The most extreme indication that investors had become anaestheti­sed to risk was the prepostero­us Bitcoin bubble, which perfectly encapsulat­ed the zeitgeist of our insane times. It is no surprise that its crash preceded the stock market turbulence of the last few days. The Bitcoin madness was your typical late-bubble craze: people had switched from believing that it was easy to make money to assuming that it was automatic, something that is never true.

The reality is that our present economy is a giant bubble, a false market, albeit one engineered for the best of reasons. Interest rates, property values, share and bond prices, currencies: all have been massively distorted by years of ultra-aggressive interventi­on and pump-priming by central banks, politician­s, sovereign wealth funds and a global economic establishm­ent convinced that it has the power and ability to bat away every downturn. Supply and demand have not been allowed to adjust freely, and capitalism has been prevented from fully unleashing the creative destructio­n which makes it both just and efficient.

It has therefore become nigh-on impossible to work out what the “right” value or interest rate should be for almost anything.

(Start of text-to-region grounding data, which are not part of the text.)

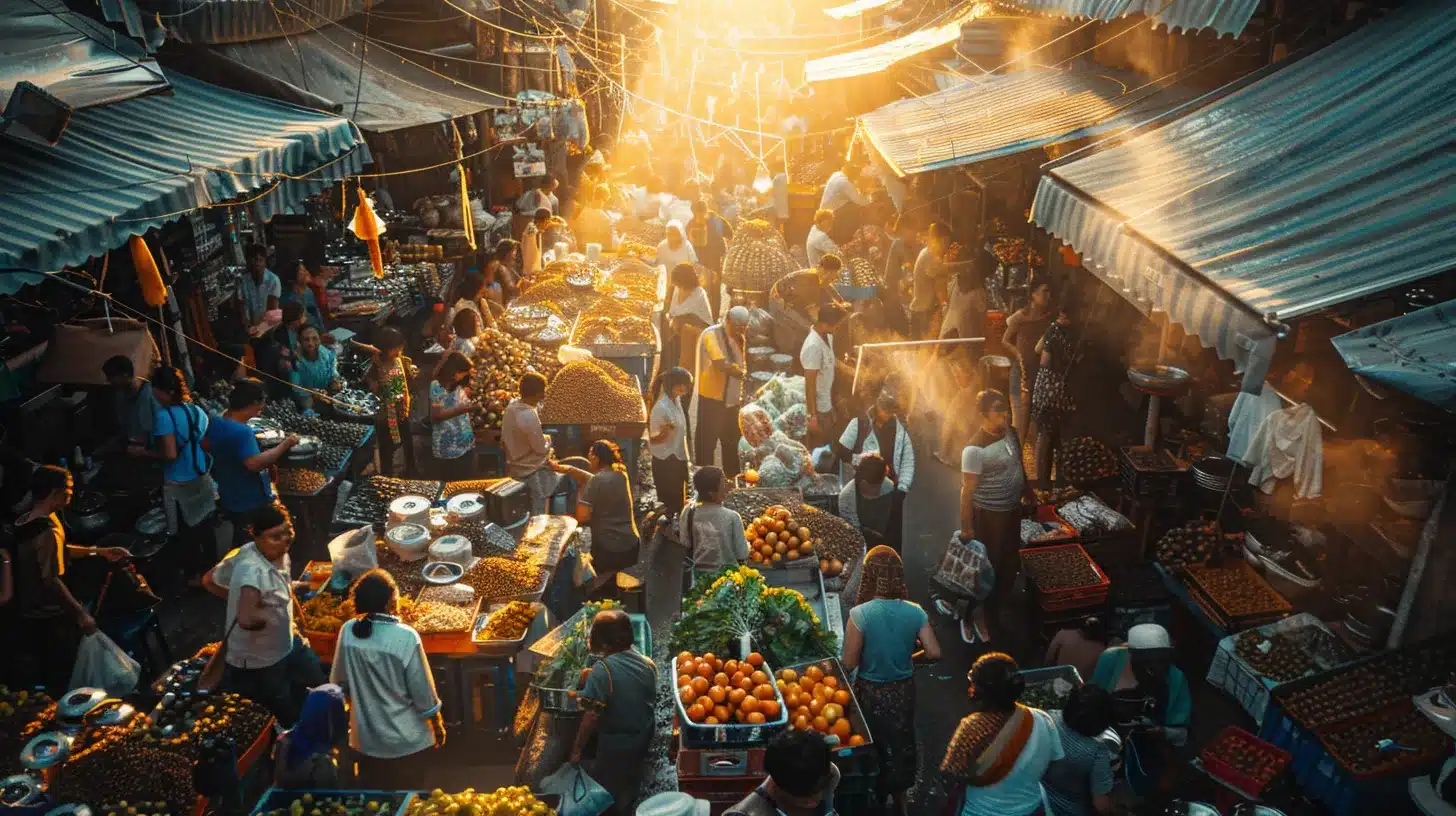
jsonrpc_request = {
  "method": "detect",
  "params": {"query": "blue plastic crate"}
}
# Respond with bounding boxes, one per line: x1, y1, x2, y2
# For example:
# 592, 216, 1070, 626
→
1259, 701, 1428, 816
676, 661, 791, 748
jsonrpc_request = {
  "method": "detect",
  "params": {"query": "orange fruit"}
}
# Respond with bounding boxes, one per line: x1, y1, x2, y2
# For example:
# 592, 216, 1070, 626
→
831, 719, 852, 740
750, 552, 763, 563
813, 684, 831, 701
848, 735, 866, 747
746, 652, 765, 668
794, 715, 810, 730
709, 686, 727, 704
832, 690, 851, 705
771, 553, 783, 563
808, 698, 826, 717
795, 706, 811, 721
687, 703, 706, 722
760, 700, 781, 719
678, 674, 693, 689
702, 652, 717, 666
823, 703, 843, 723
696, 662, 714, 679
779, 668, 798, 683
822, 676, 839, 690
787, 550, 801, 560
753, 684, 776, 701
750, 670, 769, 686
679, 687, 697, 706
766, 532, 778, 545
705, 716, 720, 725
728, 688, 747, 705
740, 696, 761, 714
812, 716, 829, 733
723, 660, 740, 676
746, 711, 767, 724
714, 672, 730, 687
713, 705, 731, 722
691, 677, 710, 695
805, 666, 823, 682
677, 651, 694, 663
736, 675, 755, 692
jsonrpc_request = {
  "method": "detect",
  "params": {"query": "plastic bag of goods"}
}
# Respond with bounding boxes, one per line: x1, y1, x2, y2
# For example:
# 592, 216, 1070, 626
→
753, 396, 784, 421
739, 435, 773, 471
738, 403, 776, 446
756, 457, 794, 488
328, 525, 379, 584
773, 439, 812, 476
773, 404, 809, 440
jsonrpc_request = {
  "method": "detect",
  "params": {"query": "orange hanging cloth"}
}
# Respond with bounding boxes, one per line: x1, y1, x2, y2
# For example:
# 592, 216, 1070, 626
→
349, 187, 387, 278
131, 235, 167, 307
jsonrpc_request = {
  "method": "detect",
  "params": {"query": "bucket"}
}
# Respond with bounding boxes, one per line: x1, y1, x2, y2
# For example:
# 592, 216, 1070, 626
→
979, 355, 1013, 399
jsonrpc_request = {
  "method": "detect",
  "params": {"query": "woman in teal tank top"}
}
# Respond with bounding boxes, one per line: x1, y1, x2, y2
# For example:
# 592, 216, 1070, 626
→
842, 546, 942, 815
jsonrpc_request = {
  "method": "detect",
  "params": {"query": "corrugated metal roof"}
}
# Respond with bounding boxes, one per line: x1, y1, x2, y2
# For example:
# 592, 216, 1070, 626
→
1031, 0, 1456, 385
1006, 0, 1259, 37
212, 26, 507, 133
1333, 300, 1456, 410
147, 0, 366, 45
0, 73, 365, 277
1, 0, 170, 139
858, 67, 1191, 176
804, 2, 986, 83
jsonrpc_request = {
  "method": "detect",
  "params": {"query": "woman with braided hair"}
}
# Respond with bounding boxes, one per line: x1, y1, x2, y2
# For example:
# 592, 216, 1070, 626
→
841, 546, 940, 815
941, 652, 1064, 816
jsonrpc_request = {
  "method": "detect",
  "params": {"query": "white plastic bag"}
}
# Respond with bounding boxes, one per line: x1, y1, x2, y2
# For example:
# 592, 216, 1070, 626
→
328, 525, 379, 583
933, 532, 996, 601
70, 631, 141, 695
540, 762, 613, 816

There will be many nasty surprises when the latter-day Wile E Coyotes return to earth: some investment­s and giant companies will collapse, and not just the obvious zombie firms. There will be more Carillions. We will probably also uncover another epidemic of wrongdoing, the sort of thing that JK Galbraith described as the Bezzle.

Over time, and when the immediate fallout passes, the world will start to look fairer again, dimming the appeal of populist parties. Cash savers will be rewarded. More young families will be able to afford to buy their own homes. Real capitalism will make a return, rewarding hard work, thrift, sensible risk-taking and entreprene­urial skill.

There may be no such thing as a truly happy ending in economics, but I for one will not mourn the end of the something for nothing era.